Park ferments his pizza dough for 72 hours.

“Fermenting extra-long makes the final product’s texture lighter than other sourdough that’s fermented for only 24 hours,” Park said.

After Park plucks the brown-flecked dough ball from a covered tray in the fridge, he places it on his work station and carefully presses it outward. All the while, he sprinkles on flour to keep the dough from sticking to his gloved hands and countertop.

A good pizza dough is also about finding the best hydration amounts and right ratios.

“You have to stretch it just enough before it rips, to keep it thin,” he said, lifting the expanding dough in the air. “Because this is ancient-grain dough, it’s harder to work with, and it rips more easily.”

Finally, when the suspended dough is almost translucent in his hands, he places the resulting 12-inch round on the pizza peel. The thin, wooden cutting board with a handle works like a giant spatula for sliding pizza in and out of the oven.

Park ladles on the bright red marinara in a concentric spiral, stopping an inch from the perimeter.

“I’m a huge pizza nerd. I’ve visited many of the most famous pizzerias in New York,” he said, mentioning Joe’s Pizza on Carmine Street in Manhattan, and Di Fara and Lucali, both in Brooklyn.

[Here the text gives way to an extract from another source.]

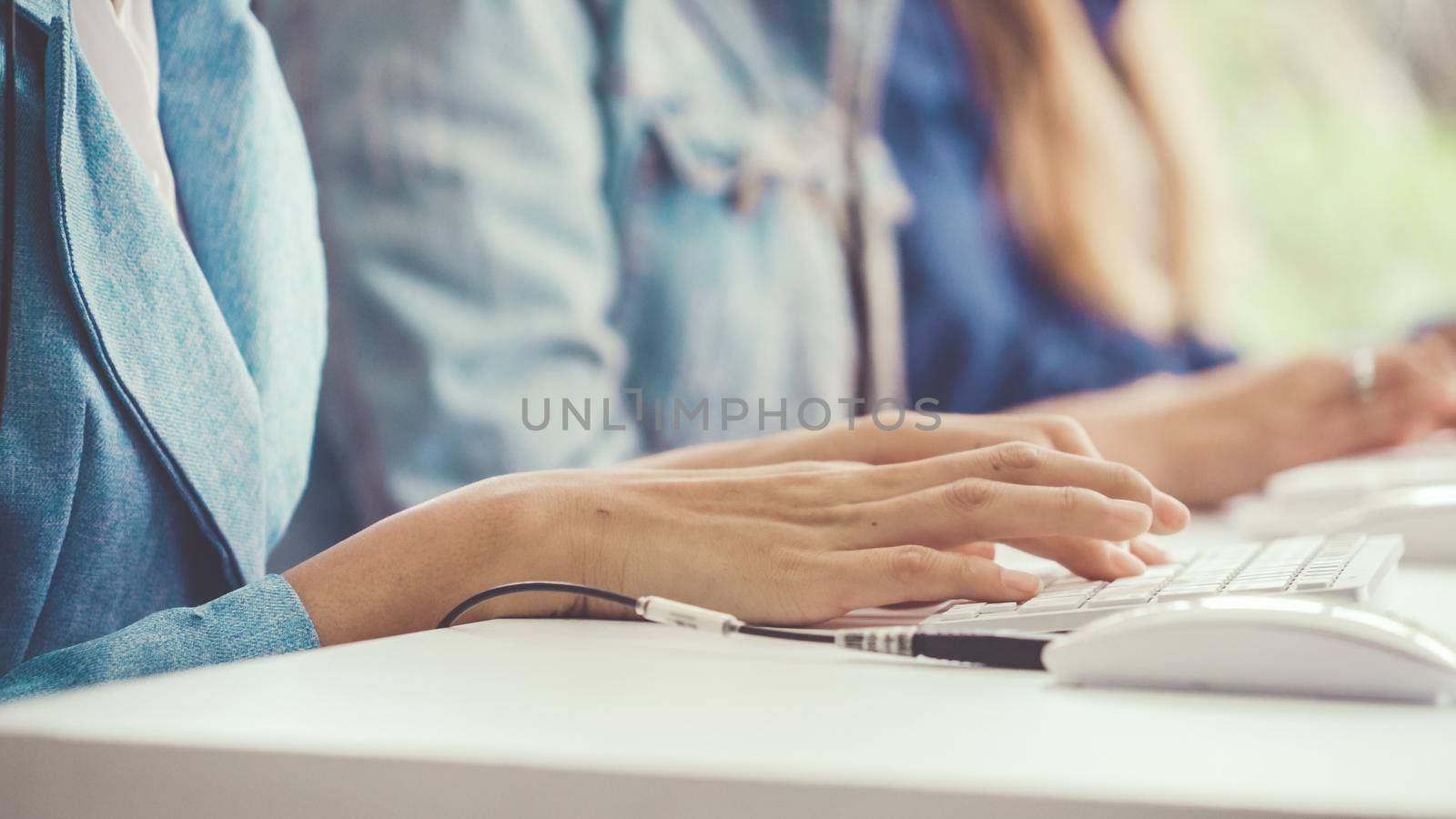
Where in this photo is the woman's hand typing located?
[286,443,1188,644]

A lot of places use raw tomatoes in their sauce, he said. But Park likes the sauce’s flavor when Lucali cooks the tomatoes first, so he does the same. He cooks the pizza’s marinara sauce for two hours using organic plum tomatoes from California, garlic, oregano, salt and olive oil.

Then come the light showers of salty Parmesan and pecorino, squishy chunks of mild, fresh mozzarella, and ribbons of low-moisture mozzarella. 

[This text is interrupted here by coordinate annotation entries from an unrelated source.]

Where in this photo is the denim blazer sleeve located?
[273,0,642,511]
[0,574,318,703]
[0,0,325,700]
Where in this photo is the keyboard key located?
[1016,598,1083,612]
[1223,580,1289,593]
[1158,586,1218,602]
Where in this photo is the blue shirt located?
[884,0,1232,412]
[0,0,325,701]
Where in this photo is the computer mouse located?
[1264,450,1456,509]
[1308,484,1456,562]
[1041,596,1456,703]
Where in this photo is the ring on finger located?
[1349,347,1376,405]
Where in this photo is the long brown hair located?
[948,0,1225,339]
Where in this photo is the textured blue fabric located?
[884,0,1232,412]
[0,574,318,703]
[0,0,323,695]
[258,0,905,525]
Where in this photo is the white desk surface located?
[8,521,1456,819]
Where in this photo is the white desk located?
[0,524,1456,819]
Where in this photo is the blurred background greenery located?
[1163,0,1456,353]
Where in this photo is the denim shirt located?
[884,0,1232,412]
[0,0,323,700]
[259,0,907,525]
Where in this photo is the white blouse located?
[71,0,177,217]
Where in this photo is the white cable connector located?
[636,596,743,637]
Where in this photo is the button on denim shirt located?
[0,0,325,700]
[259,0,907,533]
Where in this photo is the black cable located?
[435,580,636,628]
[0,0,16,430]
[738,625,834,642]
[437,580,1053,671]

The pizza is now ready to be expertly shifted in little quick nudges onto the pizza steel. Pizza stones work best in large, high-heat commercial pizza ovens, but because Park is using a smaller conventional oven that reaches only 550 degrees Fahrenheit, he likes the steel, which raises the temperature to 575 degrees.

The pizza cooks for six minutes until the cheese starts to bubble. Park slides it out of the oven to reveal an orange-hued, gooey, crispy pie. “In New York-style pizza, when the ratio of cheese to sauce is right, it’s an orange color,” he said. Park sprinkles a bit more pecorino on top for some sharp saltiness, and then rips off fresh leaves of sweet basil for a touch of herbal sweetness and color contrast.

With a roll of the pizza cutter wheel, the fragrant slices with crispy, thin crust are ready to be savored — just don’t call his food healthy. 

Sure, it’s fresher, more nutrient-dense and likely won’t upset your stomach, “but it tastes really good,” Park said. “We’re all gluttons here. We want to eat really, really good bread but with quality ingredients that don’t make you sick. I feel good bringing home this pizza to my 10-year-old son.”

123Dough is located at 78 Westchester Ave., Pound Ridge.